Se si è a rischio di ipoglicemia, è necessario portare con sé cibo e bevande zuccherate per intervenire velocemente nei casi di ipoglicemia lievi.

Se si ha il diabete, in particolare di tipo 1, il medico può raccomandare di portare con sé farmaci come il gel di glucosio che può essere usato per curare l'ipoglicemia quando non è corretta con i normali trattamenti.

Se si sta seguendo una terapia con l'insulina, di solito, è utilizzato il glucagone, un farmaco che aumenta i livelli di glucosio nel sangue. I familiari possono essere addestrati a eseguire l'iniezione, da utilizzare laddove ci sia perdita di coscienza in seguito a ipoglicemia grave.

Prevenzione dell'ipoglicemia durante la notte

È importante evitare episodi di ipoglicemie ricorrenti durante la notte (ipoglicemia notturna) in quanto possono ridurre i sintomi precoci degli episodi diurni.
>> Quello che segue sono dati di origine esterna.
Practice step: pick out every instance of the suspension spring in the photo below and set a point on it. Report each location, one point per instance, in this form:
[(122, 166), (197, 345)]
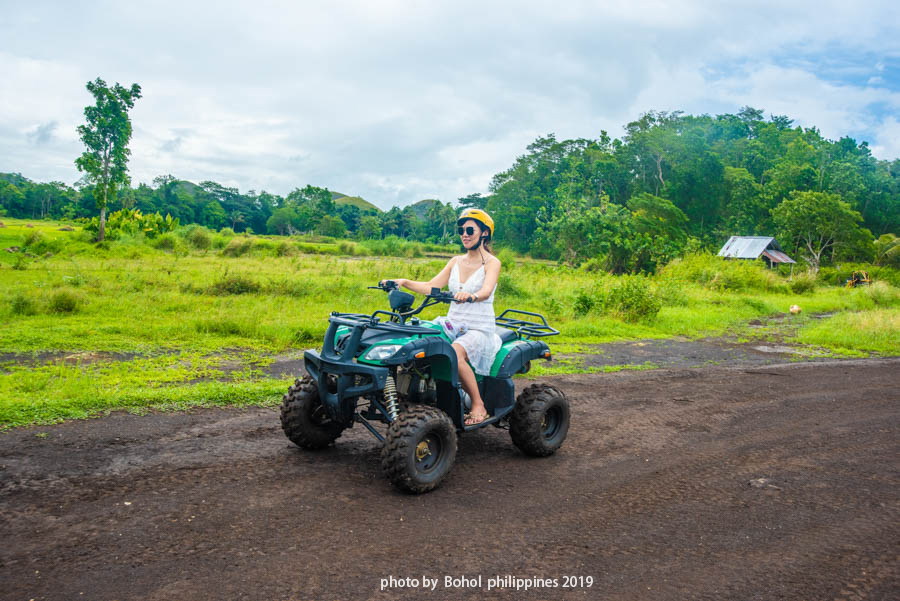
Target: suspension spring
[(390, 398)]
Se si verificano episodi di ipoglicemia notturna, è possibile:

      • tenere qualcosa di zuccherino sul comodino
      • consumare uno spuntino prima di coricarsi, come biscotti e latte
      • controllare la glicemia tra le 3 e le 4 del mattino, quando gli episodi di ipoglicemia sono più probabili

Ipoglicemia e guida

Poiché l'ipoglicemia può provocare uno stato di confusione, sonnolenza fino alla perdita di coscienza, può rappresentare un rischio per sé stessi o per altri utenti della strada.

Se si ha il diabete e si è sottoposti a terapia con insulina, è importante:

      • misurare la glicemia prima di mettersi alla guida e a intervalli regolari (almeno ogni due ore) durante la guida
      • evitare di guidare se la glicemia è bassa
      • evitare di guidare per 45 minuti dopo l'assunzione di insulina
      • portare con sé carboidrati ad azione rapida

Se si verifica un episodio di ipoglicemia durante la guida ci si deve fermare, appena si è sicuri di poterlo fare, rimuovere le chiavi dall'accensione e uscire dal sedile del conducente prima di trattare l'ipoglicemia nel modo consigliato.

Se si inizia ad avere problemi nel riconoscere i sintomi iniziali dell'ipoglicemia o si inizia ad avere più episodi regolari, è necessario avvertire il team diabetologico presso cui si è in cura.